Hello again lovelies. Thanks for stopping by again. I apologize for no post yesterday. It was a combination of forgetting (of course, gotta love brain fog), and not having enough spoons when I did remember. So, I will be doing day 18 and 19 today!
Day 18: Do you think you have become a better person through being ill? Explain.
I don’t think that having a chronic illness necessarily makes you a “better person”. I feel like I was already a good person to begin with. That said, I also don’t think that it necessarily makes someone a “worse person” either. Chronic illness has made me, and many others, more compassionate of others, appreciative for life, and understanding. It has made me more passionate to help others. It has made me more honest about how I feel, and less tolerant of bullies and hate. It’s made me more sarcastic. Having a chronic illness has made me more honest with myself, but less honest with others. Let me explain this last part. When I said, less honest with others, what I mean is that I am not always straight forward with others about how I feel. Like many other people with chronic illness, when asked “how are you?” I tend to default to “okay”, “hanging in there”, etc. Let’s be honest, no one wants to hear about how miserable you are all the time. Plus, I don’t want to give in to that misery. I often feel much worse when I say that I’m miserable, than when I say that I am hanging in there. I’ve taken my illness out on myself, screaming at myself, beating myself up emotionally because of what I can’t do. I’ve also taken it out on other people – irritability is a part of chronic life.
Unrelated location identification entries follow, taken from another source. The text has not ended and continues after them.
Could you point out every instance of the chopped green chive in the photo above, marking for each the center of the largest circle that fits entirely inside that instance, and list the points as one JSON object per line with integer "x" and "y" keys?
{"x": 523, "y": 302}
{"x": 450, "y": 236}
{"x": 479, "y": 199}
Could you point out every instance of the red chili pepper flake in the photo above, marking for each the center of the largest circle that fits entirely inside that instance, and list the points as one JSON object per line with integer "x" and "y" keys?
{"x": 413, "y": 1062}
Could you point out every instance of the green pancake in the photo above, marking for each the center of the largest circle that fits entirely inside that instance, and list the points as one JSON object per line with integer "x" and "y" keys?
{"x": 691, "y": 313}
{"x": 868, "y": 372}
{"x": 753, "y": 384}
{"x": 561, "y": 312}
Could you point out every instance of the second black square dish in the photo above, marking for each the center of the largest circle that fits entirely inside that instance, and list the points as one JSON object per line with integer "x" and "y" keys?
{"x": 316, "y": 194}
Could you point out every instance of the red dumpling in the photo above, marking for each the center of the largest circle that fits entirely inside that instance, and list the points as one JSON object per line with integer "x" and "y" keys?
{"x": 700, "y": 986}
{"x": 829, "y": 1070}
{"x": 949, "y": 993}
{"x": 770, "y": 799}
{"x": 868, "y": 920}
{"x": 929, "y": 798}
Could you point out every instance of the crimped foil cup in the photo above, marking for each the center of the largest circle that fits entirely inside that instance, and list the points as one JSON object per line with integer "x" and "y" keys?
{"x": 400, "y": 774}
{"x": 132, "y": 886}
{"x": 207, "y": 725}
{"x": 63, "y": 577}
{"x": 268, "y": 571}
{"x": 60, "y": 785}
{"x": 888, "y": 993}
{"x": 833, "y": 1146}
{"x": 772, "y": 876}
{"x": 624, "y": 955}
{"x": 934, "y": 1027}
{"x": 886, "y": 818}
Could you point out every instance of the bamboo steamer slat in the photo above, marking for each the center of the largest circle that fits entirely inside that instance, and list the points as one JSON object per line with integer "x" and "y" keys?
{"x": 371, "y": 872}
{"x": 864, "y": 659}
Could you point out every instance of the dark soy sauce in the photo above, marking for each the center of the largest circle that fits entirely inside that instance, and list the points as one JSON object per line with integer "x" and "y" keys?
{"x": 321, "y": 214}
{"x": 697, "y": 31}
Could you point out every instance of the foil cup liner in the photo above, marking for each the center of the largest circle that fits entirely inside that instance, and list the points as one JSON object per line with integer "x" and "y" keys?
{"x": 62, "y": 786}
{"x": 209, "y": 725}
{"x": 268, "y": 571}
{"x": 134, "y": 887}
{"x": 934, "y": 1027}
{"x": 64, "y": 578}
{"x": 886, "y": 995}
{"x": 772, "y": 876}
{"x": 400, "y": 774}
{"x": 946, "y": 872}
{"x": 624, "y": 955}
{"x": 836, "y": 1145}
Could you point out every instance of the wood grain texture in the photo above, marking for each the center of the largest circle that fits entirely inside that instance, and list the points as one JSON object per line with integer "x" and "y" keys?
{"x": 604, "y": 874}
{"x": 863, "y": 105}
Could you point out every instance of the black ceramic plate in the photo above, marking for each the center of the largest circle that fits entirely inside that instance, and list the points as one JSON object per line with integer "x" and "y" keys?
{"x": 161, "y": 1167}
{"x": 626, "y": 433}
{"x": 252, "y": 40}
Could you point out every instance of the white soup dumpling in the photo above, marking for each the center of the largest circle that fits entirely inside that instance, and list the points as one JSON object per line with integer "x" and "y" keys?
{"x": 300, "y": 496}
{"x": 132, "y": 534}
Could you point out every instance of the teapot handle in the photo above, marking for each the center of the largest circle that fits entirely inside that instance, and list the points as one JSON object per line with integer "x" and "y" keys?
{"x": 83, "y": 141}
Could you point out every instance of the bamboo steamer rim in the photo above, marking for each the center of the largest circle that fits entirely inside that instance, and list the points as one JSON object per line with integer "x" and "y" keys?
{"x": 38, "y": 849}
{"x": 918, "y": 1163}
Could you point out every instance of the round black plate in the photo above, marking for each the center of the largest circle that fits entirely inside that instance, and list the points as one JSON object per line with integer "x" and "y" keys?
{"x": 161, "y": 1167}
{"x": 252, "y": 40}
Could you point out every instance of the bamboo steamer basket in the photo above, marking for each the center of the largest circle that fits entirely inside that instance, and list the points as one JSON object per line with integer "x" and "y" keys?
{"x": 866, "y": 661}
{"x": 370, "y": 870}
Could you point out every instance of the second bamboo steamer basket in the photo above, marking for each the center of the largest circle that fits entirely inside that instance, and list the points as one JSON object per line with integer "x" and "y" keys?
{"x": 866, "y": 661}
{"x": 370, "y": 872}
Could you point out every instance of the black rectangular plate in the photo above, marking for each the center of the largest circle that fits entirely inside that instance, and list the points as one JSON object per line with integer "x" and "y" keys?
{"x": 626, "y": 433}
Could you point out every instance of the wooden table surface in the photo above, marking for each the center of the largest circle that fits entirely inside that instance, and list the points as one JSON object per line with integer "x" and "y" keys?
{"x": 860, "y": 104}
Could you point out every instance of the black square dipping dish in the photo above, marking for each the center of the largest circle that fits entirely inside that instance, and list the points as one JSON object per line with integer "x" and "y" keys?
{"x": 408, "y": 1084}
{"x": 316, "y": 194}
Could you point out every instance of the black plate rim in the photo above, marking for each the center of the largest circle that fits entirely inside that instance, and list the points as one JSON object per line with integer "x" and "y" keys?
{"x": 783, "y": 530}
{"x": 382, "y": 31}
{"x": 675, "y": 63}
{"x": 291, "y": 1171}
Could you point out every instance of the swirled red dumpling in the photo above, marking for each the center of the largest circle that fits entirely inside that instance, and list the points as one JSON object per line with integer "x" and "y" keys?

Do any of these qualities or behaviors make me a “better” or “worse” person than I already was? Than I was going to be without a chronic illness?
Day 19: How do you feel about the future?
There was a point in my journey that I didn’t feel hopeful for my future. I didn’t necessarily think I was dying or going to die young, just wasn’t hopeful for a quality future. Over the past year, particularly since developing severe gastrointestinal symptoms, I have adopted a new attitude in life – Life is about how well you live, not how long you live. I could very well have a long life ahead of me. But none of us know the future. Even the healthiest people could have their life taken or drastically altered in a matter of moments. At one point I told myself I would finish school and go to medical or PA school once I felt better. There may be a point in my life that I feel “better”, but there might not. I’m not going to sit around and wait for that day. I plan on finishing my degree once my financial situation is a little more stable (my student loans have all be forgiven and I don’t want to take any more out). I plan on pursing my advanced degree once I have all the prereq classes. If I am capable, I’m not going to wait to do the thing I want. Is it going to be hard? Absolutely! But the reward will be so much sweeter.
I feel like I’ve been rambling on for a while. I feel like my blog entries go through phases of great structure, to absolute ramblings. Before I leave off, I also wanted to take a moment to thank a few of my friends. I don’t want to call you out by name on a blog, but I have several friends who have been helping strive to achieving some of the stuff on my “life list” (I prefer this term over “bucket list”).